Smoked tobacco products and the harmful effects of exposure to tobacco smoke are often the subjects of scientific literature, advocacy campaigns, and even legislation and litigation. However, it is critical that smokeless tobacco is not forgotten in our policy debates. This is particularly true for women of Bangladesh and India. While the prevalence of smokeless tobacco use among reproductive-aged women was less than 1% in most of the countries participating in the Global Adult Tobacco Survey (GATS), the prevalence of smokeless tobacco use among reproductive-aged women was 20.1% in Bangladesh and 14.9% in India. These figures are from data collected between 2008 and 2010.

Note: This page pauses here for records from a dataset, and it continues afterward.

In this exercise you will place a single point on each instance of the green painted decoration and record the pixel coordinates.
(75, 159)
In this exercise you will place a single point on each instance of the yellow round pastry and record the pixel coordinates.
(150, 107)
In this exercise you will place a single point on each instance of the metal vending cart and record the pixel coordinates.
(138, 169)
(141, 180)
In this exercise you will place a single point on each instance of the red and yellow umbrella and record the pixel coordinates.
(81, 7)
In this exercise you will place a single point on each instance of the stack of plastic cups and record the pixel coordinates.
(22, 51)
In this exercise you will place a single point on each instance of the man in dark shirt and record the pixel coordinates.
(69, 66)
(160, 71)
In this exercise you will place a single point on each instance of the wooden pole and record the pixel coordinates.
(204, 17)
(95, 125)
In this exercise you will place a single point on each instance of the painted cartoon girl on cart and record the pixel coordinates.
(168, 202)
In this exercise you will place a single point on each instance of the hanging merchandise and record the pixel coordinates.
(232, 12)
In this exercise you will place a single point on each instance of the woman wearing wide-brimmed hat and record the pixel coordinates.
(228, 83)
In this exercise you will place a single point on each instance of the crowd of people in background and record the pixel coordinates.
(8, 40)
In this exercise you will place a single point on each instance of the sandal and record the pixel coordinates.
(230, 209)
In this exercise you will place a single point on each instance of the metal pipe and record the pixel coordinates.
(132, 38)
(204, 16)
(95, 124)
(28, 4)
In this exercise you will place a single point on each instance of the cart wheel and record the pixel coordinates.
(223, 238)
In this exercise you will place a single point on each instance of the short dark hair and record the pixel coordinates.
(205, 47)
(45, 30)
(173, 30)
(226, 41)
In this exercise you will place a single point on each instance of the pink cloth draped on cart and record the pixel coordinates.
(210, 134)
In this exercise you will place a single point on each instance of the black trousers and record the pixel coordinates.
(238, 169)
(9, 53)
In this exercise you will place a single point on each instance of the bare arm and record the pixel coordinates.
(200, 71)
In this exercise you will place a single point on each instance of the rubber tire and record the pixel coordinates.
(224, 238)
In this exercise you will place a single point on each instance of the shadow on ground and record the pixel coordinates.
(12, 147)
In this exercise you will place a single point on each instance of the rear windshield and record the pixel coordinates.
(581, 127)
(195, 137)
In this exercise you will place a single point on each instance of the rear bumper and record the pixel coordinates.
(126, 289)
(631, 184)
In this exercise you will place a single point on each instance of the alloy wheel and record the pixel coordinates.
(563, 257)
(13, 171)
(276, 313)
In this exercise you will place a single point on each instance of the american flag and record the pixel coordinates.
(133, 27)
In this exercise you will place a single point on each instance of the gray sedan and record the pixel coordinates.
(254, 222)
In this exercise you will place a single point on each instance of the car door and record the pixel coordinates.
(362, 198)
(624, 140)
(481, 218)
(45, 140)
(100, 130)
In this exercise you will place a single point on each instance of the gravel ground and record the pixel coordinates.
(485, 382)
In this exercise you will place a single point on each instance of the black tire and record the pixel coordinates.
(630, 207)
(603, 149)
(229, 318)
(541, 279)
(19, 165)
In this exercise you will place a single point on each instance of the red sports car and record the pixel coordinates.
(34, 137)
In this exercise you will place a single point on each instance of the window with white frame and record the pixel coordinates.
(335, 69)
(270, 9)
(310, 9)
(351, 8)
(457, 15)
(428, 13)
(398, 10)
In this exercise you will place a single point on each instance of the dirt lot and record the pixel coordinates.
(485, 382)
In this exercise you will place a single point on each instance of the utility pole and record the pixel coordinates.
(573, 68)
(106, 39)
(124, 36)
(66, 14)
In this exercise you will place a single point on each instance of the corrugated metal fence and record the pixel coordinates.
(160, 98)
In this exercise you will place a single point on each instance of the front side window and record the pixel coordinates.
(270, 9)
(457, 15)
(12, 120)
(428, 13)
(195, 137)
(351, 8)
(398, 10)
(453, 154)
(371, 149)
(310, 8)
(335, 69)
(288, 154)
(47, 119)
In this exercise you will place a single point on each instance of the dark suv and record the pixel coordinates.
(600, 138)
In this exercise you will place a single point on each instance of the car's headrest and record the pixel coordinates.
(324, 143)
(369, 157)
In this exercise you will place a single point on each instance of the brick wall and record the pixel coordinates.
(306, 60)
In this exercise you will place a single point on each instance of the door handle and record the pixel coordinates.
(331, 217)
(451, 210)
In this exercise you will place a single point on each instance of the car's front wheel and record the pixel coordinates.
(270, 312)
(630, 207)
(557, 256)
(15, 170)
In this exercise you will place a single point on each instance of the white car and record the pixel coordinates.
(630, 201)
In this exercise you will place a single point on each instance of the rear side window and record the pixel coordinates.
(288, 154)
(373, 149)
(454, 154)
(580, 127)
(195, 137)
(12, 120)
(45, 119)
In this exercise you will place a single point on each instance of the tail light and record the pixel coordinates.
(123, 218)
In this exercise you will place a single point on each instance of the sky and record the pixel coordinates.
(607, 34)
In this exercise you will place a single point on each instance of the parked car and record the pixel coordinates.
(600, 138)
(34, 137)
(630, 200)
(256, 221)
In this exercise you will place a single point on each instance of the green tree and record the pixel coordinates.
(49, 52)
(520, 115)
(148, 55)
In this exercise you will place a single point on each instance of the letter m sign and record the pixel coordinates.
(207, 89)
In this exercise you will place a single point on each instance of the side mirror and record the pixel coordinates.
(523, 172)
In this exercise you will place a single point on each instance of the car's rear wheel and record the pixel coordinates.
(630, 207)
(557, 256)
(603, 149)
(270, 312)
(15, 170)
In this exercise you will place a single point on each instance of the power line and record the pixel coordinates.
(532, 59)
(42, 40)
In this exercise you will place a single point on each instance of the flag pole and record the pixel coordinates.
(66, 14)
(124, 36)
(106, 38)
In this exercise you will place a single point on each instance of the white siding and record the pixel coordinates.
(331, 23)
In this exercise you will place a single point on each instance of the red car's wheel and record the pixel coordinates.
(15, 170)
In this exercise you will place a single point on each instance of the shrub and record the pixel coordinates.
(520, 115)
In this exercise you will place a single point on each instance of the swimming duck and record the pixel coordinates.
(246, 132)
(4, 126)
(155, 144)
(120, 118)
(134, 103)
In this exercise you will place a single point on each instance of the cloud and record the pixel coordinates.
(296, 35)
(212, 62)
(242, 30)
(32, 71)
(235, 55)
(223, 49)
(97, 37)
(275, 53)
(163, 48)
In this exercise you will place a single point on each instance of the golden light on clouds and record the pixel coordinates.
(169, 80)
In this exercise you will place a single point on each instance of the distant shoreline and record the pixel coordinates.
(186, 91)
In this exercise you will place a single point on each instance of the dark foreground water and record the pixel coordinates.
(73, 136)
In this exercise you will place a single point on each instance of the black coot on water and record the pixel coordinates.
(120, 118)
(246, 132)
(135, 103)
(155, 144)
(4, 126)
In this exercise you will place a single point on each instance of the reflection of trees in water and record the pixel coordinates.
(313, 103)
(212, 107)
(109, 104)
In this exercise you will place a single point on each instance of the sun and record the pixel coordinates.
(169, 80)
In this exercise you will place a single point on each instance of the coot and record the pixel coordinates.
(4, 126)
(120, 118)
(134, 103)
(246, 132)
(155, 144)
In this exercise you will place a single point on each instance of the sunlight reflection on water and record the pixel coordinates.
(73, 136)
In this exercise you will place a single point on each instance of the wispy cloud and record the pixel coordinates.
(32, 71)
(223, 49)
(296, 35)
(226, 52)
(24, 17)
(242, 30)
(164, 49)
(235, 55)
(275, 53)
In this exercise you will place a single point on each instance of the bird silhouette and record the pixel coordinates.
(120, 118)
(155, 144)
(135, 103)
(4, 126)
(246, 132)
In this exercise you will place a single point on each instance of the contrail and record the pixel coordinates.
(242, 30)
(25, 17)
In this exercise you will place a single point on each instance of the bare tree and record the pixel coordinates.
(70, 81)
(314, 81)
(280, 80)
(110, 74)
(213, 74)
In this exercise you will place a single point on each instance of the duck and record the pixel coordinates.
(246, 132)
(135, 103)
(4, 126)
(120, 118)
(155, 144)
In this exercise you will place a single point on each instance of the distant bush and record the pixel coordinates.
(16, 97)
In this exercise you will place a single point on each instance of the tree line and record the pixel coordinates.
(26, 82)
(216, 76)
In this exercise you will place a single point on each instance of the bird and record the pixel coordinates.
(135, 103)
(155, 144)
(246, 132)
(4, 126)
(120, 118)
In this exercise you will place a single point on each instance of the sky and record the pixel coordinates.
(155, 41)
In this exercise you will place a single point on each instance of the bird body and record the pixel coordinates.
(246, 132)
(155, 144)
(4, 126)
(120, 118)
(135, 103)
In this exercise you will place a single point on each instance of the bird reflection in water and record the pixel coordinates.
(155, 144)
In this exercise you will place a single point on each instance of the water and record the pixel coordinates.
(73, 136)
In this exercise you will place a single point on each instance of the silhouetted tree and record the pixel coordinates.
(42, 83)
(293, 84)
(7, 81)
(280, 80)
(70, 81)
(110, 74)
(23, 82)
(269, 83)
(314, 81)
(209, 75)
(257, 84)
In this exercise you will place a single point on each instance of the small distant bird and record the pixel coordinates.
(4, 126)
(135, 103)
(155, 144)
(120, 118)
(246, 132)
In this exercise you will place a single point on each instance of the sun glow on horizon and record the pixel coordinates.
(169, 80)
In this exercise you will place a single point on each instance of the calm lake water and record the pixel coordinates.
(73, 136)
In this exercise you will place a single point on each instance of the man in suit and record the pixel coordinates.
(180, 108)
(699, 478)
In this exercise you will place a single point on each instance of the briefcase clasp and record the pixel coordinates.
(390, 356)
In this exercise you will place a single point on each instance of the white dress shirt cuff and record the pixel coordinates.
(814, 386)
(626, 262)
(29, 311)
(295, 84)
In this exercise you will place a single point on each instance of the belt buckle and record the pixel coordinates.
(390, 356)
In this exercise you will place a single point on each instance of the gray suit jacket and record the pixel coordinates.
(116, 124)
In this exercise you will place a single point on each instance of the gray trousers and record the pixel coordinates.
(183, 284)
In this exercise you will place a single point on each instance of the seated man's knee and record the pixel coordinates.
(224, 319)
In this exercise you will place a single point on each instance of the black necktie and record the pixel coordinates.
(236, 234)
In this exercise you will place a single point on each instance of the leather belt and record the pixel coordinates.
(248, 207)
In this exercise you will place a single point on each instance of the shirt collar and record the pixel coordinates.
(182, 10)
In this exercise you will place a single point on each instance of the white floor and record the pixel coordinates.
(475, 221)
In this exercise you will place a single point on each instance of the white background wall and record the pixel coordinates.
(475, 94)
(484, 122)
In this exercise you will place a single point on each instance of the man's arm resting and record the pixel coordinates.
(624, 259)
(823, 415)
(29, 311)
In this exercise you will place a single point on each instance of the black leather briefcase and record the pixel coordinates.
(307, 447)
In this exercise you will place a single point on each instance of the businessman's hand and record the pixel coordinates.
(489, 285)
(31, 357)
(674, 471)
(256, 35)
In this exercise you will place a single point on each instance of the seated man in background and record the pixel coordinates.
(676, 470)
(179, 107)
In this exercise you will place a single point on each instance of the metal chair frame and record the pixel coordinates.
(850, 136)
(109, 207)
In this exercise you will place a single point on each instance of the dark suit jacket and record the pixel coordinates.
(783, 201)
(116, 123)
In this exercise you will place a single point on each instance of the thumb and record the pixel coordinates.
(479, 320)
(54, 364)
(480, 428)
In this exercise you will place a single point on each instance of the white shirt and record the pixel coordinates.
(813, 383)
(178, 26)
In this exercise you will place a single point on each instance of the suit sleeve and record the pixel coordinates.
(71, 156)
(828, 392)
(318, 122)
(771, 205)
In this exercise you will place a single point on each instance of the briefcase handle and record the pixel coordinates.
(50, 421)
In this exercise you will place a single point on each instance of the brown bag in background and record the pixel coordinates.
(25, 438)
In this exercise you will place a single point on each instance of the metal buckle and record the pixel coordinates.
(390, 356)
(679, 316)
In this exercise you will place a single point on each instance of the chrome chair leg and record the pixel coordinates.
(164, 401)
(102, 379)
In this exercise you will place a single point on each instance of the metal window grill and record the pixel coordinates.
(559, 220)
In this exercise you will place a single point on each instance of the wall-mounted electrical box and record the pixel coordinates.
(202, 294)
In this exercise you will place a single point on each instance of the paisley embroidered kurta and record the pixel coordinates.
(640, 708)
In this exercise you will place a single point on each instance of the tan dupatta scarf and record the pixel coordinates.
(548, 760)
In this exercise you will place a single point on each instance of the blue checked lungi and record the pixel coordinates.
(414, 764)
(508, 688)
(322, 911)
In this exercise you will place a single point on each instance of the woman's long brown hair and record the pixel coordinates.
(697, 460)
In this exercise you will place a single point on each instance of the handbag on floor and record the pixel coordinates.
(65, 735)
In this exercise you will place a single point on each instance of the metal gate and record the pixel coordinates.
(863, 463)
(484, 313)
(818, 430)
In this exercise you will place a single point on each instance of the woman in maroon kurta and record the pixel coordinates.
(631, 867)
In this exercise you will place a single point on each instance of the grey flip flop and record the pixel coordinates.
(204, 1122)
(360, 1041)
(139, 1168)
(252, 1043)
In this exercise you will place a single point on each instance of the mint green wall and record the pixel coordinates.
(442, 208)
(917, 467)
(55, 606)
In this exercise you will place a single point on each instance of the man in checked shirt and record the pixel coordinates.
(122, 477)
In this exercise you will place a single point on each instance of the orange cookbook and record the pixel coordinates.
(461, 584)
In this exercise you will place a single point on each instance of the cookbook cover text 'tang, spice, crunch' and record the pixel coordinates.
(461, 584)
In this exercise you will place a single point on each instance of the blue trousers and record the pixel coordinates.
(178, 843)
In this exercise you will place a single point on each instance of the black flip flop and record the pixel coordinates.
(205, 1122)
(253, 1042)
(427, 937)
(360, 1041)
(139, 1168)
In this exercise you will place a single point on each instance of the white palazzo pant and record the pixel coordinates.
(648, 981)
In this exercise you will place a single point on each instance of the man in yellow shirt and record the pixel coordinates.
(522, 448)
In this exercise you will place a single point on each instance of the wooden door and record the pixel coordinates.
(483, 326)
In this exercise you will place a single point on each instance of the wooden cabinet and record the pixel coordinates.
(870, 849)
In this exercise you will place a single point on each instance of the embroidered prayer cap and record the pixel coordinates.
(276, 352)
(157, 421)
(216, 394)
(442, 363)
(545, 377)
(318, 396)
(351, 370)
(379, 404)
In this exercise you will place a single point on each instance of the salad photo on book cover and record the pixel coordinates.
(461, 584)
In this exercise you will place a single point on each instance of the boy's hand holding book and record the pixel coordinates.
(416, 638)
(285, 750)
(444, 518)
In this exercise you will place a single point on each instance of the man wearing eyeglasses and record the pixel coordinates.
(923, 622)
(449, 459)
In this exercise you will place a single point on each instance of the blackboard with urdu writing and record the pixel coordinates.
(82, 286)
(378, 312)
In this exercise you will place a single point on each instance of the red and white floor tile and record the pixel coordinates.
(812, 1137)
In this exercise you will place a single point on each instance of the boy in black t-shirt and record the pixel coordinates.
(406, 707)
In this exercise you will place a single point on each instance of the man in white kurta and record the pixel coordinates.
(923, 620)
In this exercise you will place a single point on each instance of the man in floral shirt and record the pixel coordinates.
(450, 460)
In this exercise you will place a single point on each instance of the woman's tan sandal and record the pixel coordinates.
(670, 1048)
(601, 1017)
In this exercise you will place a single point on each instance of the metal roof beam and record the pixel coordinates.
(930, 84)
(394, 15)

Bangladesh recently passed amendments to its national tobacco control law, Smoking and Using of Tobacco Products (Control) Act, 2005. Smokeless tobacco products were brought under the ambit of the law, which means that advertising of smokeless tobacco products will be prohibited and smokeless tobacco packaging must display large, graphic health warnings. The importance of the inclusion of smokeless tobacco products under the law in Bangladesh cannot be overstated. With coverage of smokeless tobacco products, roughly 21 million women who were previously overlooked by the law will now be warned about the deadly effects of the tobacco products they use.
Centers for Disease Control and Prevention. Current Tobacco Use and Secondhand Smoke Exposure Among Women of Reproductive Age – 14 Countries, 2008-2010. MMWR 2012;61:877-882.